5. Strengthen premarket reviews
The majority of medical devices go through the FDA’s 510(k) pathway, where manufacturers rarely need to do premarket clinical testing, as they merely need to prove that a device is substantially equivalent to a product already on the market, called a predicate device. The authors of the Health Affairs paper noted that most Class I recalls affect devices that have been authorized through the 510(k) pathway.
“The best way to avoid recalls is to have better premarketing standards,” said Michael Abrams, a senior health researcher with consumer advocacy group Public Citizen.
He described the situation as a “house of cards,” with predicates allowing cleared devices to be based on technology that is decades old. Meaning, recalls could have wider consequences, because if a company is recalling one device based on a predicate, it could potentially implicate others that were also based on that same product.
Abrams cited reports of pulse oximeters giving misleadingly high blood oxygen readings to patients with darker skin as an example of the problem. Most pulse oximeters were cleared through the FDA 510(k) pathway, he said. An advisory panel recently recommended new pulse oximeters be required to provide clinical data, with trials that include more participants across all skin tones.
“We think the FDA should be getting more aggressive about looking at which of these devices are failing in that way and recalling them,” Abrams said.
Draft guidance published by the agency in September 2023 could help address part of the problem. In the documents, the FDA advised companies to choose predicate devices that have been cleared using well-established methods, met safety and performance standards and don’t have design- or use-related safety problems. The agency also described scenarios when clinical data may be needed to demonstrate substantial equivalence to a predicate.
6. The FDA should use its recall authority
The FDA has the authority to mandate medical device recalls, but the vast majority are voluntary.
“They have the ability to enforce and to push and yet they don’t seem to do it that way,” Notisphere’s Ramas said, adding that the agency might take more of a neutral ground because it wants to be seen as collaborative with manufacturers and health systems.
Kinard, of Device Events, said one reason most recalls are called voluntary is to protect the agency from liability.
“When you’re communicating about a recall, it has to be strong or else people don’t act,” she said. “If they think it’s voluntary, the manufacturers use that to say, ‘We’re just doing this out of an abundance of caution.’”
Wieghmink said that most recalls are considered voluntary, but the FDA has the authority to take action if a manufacturer fails to do so, particularly if there’s reasonable probability it would cause serious adverse health consequences or death.
“However, in practice, the FDA has rarely needed to require a medical device recall,” Wieghmink wrote. She added, “Voluntary recalls remain the quickest, most effective way to remove or correct a medical device, its labeling, or marketing in the U.S. until issues are fully resolved.”

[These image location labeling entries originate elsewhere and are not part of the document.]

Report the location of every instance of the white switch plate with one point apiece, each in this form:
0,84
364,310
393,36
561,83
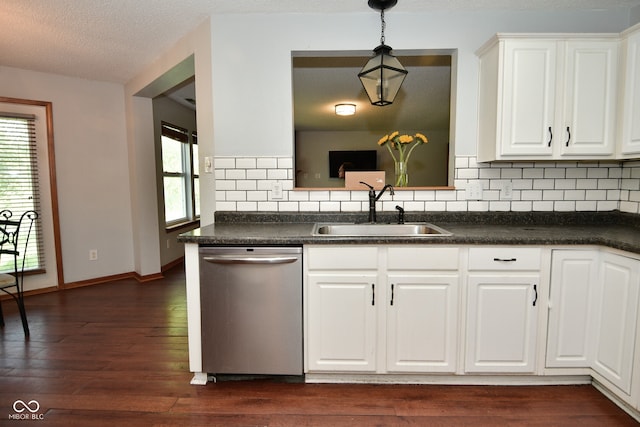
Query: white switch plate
276,190
507,190
208,164
474,190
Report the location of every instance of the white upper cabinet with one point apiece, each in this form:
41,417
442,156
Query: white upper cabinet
547,98
629,125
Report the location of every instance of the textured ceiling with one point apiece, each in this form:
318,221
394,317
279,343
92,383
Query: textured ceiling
112,40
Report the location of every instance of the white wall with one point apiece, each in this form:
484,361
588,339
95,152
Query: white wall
91,165
252,62
152,81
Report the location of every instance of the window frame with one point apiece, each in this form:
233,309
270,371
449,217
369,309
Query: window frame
187,176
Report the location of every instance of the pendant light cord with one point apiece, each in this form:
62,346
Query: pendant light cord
383,24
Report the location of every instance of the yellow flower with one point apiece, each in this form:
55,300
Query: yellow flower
405,139
422,138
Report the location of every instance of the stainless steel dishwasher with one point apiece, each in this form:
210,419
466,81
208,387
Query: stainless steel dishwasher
251,310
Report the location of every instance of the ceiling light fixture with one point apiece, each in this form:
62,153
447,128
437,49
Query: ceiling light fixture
345,109
383,74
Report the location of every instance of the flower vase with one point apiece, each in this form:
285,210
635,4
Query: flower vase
402,174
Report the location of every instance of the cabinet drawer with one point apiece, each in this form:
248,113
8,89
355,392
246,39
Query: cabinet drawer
421,258
341,258
492,259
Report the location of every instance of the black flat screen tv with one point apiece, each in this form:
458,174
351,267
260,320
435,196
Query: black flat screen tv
359,160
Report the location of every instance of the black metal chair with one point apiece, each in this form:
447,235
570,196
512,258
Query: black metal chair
14,239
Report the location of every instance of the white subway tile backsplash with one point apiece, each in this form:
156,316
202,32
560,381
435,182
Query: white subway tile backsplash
224,162
266,163
564,206
574,195
576,173
554,173
245,183
277,174
225,185
257,174
246,163
565,184
285,163
608,184
235,174
247,206
329,206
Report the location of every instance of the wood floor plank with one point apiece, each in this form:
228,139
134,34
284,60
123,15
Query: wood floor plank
116,354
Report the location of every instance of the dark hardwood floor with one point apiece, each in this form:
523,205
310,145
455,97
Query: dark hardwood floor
116,355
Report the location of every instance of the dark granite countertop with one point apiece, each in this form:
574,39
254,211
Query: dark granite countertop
612,229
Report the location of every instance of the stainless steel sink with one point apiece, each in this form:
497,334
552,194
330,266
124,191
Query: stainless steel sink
417,229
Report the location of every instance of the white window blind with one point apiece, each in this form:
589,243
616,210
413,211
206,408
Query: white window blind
19,187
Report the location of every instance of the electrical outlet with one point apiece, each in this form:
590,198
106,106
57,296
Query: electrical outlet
276,190
474,190
507,190
208,164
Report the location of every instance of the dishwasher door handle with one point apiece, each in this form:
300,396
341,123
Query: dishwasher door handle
234,259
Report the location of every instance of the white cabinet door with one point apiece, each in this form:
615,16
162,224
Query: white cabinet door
616,315
630,123
341,322
501,323
588,124
422,322
528,107
574,274
545,98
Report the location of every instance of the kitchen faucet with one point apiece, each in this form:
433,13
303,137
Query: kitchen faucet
373,199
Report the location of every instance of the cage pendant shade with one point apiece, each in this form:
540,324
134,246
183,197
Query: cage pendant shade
382,76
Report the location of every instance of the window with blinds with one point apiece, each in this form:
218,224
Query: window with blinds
180,175
19,187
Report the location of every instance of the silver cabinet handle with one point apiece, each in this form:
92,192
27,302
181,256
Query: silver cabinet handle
233,259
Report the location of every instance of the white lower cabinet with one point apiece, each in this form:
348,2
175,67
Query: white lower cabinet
593,316
415,309
401,317
502,308
342,327
574,274
422,309
616,319
341,311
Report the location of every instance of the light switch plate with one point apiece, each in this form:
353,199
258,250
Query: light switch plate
474,190
276,190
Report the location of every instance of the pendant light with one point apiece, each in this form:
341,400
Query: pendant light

"When you’re communicating about a recall, it has to be strong or else people don’t act."
Madris Kinard
Device Events CEO
Abrams and Kadakia called for the FDA to get more resources for handling recalls quickly. Kadakia proposed including recall performance goals in the next medical device user fee agreements, which set how much the agency can collect from manufacturers in fees.

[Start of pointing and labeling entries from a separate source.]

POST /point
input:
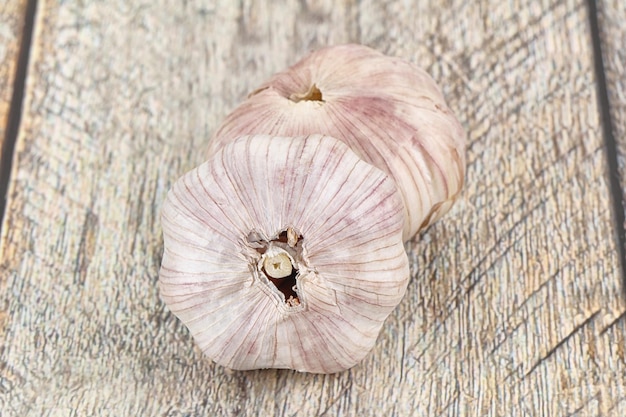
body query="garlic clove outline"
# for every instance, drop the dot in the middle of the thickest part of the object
(337, 219)
(388, 111)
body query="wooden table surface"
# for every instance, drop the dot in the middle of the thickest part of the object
(516, 305)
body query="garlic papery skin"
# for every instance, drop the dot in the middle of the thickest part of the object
(388, 111)
(307, 203)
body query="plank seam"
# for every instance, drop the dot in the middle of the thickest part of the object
(617, 194)
(15, 107)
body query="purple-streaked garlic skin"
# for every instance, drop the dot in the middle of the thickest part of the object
(388, 111)
(259, 202)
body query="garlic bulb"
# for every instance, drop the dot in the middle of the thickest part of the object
(284, 253)
(388, 111)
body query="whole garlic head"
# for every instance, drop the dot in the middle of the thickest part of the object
(284, 253)
(388, 111)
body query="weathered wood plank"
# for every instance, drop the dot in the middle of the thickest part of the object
(12, 15)
(514, 307)
(612, 28)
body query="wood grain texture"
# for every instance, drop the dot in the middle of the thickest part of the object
(12, 14)
(514, 305)
(611, 16)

Abrams called for more direct funding from Congress rather than fees collected from the industry. When problems arise, the FDA should be able to work with manufacturers and providers to find the faulty devices, and recall or remove them from the market, he said.
“That does require resources,” Abrams said. “And it requires that the FDA have the authority to do it without fear of retribution from the manufacturers that because of user fees, pay a substantial portion of their operating budget.”